Pada praktikum fraksinasi dilakukan dengan kromatografi kolom sebab ada beberapa
keuntungan dalam kromatografi, Menurut Alimin (2007), keuntungan pemisahan dengan metode
kromatografi adalah:
- Dapat digunakan untuk sampel atau konstituen yang sangat kecil
- Cukup selektif terutama untuk senyawa-senyawa organik multikomponen
- Relatif murah dan sederhana karena umumnya tidak memerlukan alat yang mahal dan
rumit

Namun terdapat beberapa kerugian dari penggunaan kromatografi kolom, diantaranya: Untuk
mempersiapkan kolom dibutuhkan kemampuan teknik dan manual, metode ini sangat
membutuhkan waktu yang lama (time consuming)

Untuk dapat diperoleh pemisahan yang sempurna perlu dilakukan pemilihan fase diam
dan fase gerak yang tepat dan sesuai dengan mempertimbangkan faktor polaritas dan kelarutan
senyawa target (Rubiyanto, 2017). Fase diam yang dipilih ialah berupa silika gel. Silika gel
merupakan fase diam yang paling sering digunakan untuk pemisahan produk alam. Permukaan
silika gel mengandung gugus silanol. Gugus hidroksil ini adalah pusat aktif dan berpotensi dapat
membentuk ikatan hirogen yang kuat dengan senyawa yang dipisahkan. Silika gel membentuk
ikatan hidrogen terutama dengan donor H seperti alkohol, fenol, amina, amida, dan asam
karboksilat (Palleros, 2000). Pada umumnya, semakin kuat kemampuan ikatan hidrogen suatu
senyawa, semakin kuat akan tertahan oleh silika gel. Seberapa kuat senyawa tertahan dalam
silika gel tergantung pada polaritas fase gerak. Semakin kuat kemampuan ikatan hidrogen suatu
solven, semakin baik eluen untuk mengelusi senyawa polar yang teradsorb pada kolom silika gel.
Pengembangan kolom biasanya meliputi peningkatan prosentase polar solven selama
kromatografi berlangsung (Cannel, 1998).

Eluen yang terpilih berupa eluen dengan kepolaran bertingkat yaitu kloroform : aseton :
asam formiat (150:33:17) dimana dengan eluen ini hasil KLT menunjukkan isolat quercetin
mempunyai harga Rf yang mirip dengan pembandingnya (qurcetin standar), hal yang sama juga
ditunjukkan oleh penelitian sebelumnya oleh Indraswari (2003) yaitu Isolasi Quercetin Pada
Herba Phyllanthus niruri Linn. Ditinjau dari prinsip kromatografi kolom sendiri, seharusnya
fraksi quercetin akan keluar terlebih dahulu bersama dengan eluen yang bersifat non polar dan
senyawa yang bersifat polar akan tertahan sebab memiliki afinitas yang kuat dengan silika gel.

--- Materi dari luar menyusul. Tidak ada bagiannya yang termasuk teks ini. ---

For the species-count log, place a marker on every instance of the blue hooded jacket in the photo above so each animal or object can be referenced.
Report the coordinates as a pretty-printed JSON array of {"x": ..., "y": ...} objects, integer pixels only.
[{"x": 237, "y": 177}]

Gambar 2.1. Langkah-Langkah Pemisahan Dengan Kromatografi Kolom

Untuk preparasi kolom, terdapat 2 metode: basah dan kering. Namun pada praktikum ini,
digunakan cara basah. Prinsip pada metode basah yaitu disiapkan bubur (slurry) dengan
mencampurkan eluen pada serbuk fasa diam dan dimasukkan melalui dinding kolom secara
kontinyu dengan hati-hati, supaya tidak ada gelembung udara. Langkah pertama untuk fraksinasi
dengan kromatografi kolom silika gel sebanyak 100 kali bobot ekstrak yaitu 30 gram silika,
silika yang dibuat bubur tidak seluruhnya melainkan sedikit-sedikit saja terlebih dahulu
ditambahkan dengan eluen  2 cm diatas permukaan silika gel, dikocok pelan hingga merata.
Pada bagian bawah kolom kromatografi telah diberi glass wool, tujuan penambahan glass wool
ialah agar permukaan dasar silika memiliki tingi yang sama sehingga ketika penuangan eluen
turun dengan kecepatan gradien yang sama.

Tahapan yang dilakukan pada shift C2-1 sedikit berbeda dengan buku panduan, dimana
sebelum penuangan dilakukan penuangan bubur silika kolom diisi terlebih dahulu dengan eluen,
agar saat bubur dituangkan gelembung udara yang terperangkap bersama silika dapat keluar
menuju eluen sehingga tidak terjadi cracking. Hal yang perlu dilakukan juga ialah dinding luar
kolom kromatografi disemprot terlebih dahulu dengan etanolyang berfungsi untuk meredam
panas dan ketika proses penuangan eluen pun jika terlihat gelembung udara permukaan luar
kolom harus diketuk untuk menghilangkan gas yang dapat menimbulkan retak pada kolom.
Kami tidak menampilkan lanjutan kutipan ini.